Thanks for the prompt and detailed response.

Whenever a system is implemented in terms of itself, you always reach a
point where there are low-level primitives that cannot be expressed
"normally". I am not surprised to see this applies to the "schema for
schemas", but thanks for clarifying the issue for me.

What I want to do is write some code that will:

        /1/ Parse a ".xml" or ".xsd" file and do as much checking
            as Xerces will allow for that type of file, and then...

        /2/ Build a DOM tree for the parsed file.

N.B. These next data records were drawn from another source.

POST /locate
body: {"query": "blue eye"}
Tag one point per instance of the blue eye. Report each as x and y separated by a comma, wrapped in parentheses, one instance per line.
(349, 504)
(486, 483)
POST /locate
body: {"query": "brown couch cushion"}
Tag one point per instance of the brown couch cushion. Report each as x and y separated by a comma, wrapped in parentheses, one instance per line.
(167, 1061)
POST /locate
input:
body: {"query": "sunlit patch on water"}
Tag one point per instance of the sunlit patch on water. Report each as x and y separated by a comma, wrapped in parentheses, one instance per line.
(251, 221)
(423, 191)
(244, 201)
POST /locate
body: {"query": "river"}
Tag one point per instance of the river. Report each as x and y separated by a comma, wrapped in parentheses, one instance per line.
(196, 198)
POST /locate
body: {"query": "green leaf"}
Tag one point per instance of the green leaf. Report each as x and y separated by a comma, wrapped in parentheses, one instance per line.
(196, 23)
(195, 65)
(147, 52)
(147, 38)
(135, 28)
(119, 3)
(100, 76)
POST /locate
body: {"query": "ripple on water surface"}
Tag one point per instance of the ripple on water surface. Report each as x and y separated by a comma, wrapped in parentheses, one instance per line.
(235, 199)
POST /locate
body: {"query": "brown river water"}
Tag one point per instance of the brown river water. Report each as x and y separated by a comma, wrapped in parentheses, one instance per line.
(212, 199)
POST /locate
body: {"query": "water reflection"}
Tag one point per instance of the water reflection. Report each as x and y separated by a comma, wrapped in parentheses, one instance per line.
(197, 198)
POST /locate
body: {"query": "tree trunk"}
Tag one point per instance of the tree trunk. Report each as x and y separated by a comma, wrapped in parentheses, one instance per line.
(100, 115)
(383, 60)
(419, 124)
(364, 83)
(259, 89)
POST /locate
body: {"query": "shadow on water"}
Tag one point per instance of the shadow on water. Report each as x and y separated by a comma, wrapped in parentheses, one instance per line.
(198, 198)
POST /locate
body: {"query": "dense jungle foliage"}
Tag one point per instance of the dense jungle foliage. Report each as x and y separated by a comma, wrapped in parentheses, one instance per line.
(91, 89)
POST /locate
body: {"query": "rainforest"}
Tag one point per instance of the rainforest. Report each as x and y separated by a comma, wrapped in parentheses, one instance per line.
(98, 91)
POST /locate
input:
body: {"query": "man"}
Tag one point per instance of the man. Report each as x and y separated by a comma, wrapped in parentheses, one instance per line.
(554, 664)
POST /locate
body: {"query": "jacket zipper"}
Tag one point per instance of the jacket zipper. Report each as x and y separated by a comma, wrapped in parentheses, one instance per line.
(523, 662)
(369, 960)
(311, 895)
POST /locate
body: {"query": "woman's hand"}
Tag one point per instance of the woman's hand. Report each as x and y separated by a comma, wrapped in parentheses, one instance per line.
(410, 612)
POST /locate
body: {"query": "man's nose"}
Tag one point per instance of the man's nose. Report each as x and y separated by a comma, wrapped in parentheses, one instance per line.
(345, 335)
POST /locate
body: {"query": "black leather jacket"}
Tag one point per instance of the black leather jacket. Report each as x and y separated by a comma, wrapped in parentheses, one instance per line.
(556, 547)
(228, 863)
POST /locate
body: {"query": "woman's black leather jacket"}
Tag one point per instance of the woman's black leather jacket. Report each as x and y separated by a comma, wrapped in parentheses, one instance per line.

I had a look at the API documentation for loadGrammar(). If I understand
your email and the documentation correctly then my algorithm should be
something like the following pseudo-code:

parser = new XercesDOMParser();
parser->setDoNamespaces(true);
parser->setErrorHandler(...);
if (inputFilename ends in ".xsd") {
    parser->setDoSchema(false);
    parser->setValidationScheme(XercesDOMParser::Val_Never);
    parser->loadGrammar(inputFilename, Grammar::SchemaGrammarType);
} else {
    parser->setDoSchema(true);
    parser->setValidationSchemaFullChecking(true);
    parser->setValidationScheme(XercesDOMParser::Val_Always);
}
parser->parse(inputFilename);

Yes, this will give you a validated DOM for either XML or XSD, throwing errors if the XSD is not valid, or if the XML is not valid according to the XSD it specifies. This leaves out only the case of XML files that don't point to either a DTD or XSD, that will always generate errors (but maybe this is what you want).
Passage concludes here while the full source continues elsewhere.